California’s 2017 omnibus budget bill included a provision that ends the practice of suspending driver’s licenses for failure to pay fines and fees. The genesis of this budget bill language was Governor Jerry Brown’s proposed 2017-2018 Budget.
You can read the Public Safety section of the California 2017-18 Budget Summary here. The section about repeal of driver’s license suspension is on page 35, and that text is also copied below.
“In the past, when the State Penalty Fund has faced shortfalls, the solution has often been to further increase fines and penalties. While this approach increases revenues generated by those who pay the amount owed, it places an undue burden on those who cannot afford to pay. This approach has led to an increasing amount of fines and penalties going uncollected. For example, in 2008‑09, uncollected debt was $5.5 billion and grew to $9.7 billion in 2015‑16, a 76% increase.

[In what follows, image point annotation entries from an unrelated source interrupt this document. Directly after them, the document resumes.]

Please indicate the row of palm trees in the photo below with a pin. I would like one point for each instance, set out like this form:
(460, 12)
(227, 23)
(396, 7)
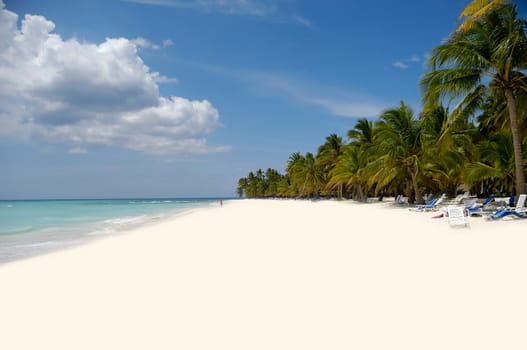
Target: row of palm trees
(470, 135)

One of the collection methods that courts can use to collect outstanding debt is to suspend driver’s licenses for failure to pay. There does not appear to be a strong connection between suspending someone’s driver’s license and collecting their fine or penalty. Often, the primary consequence of a driver’s license suspension is the inability to legally drive to work or take one’s children to school. Therefore, the Budget proposes to eliminate the statutory provisions related to suspending driver’s licenses for failure to pay fines and penalties.”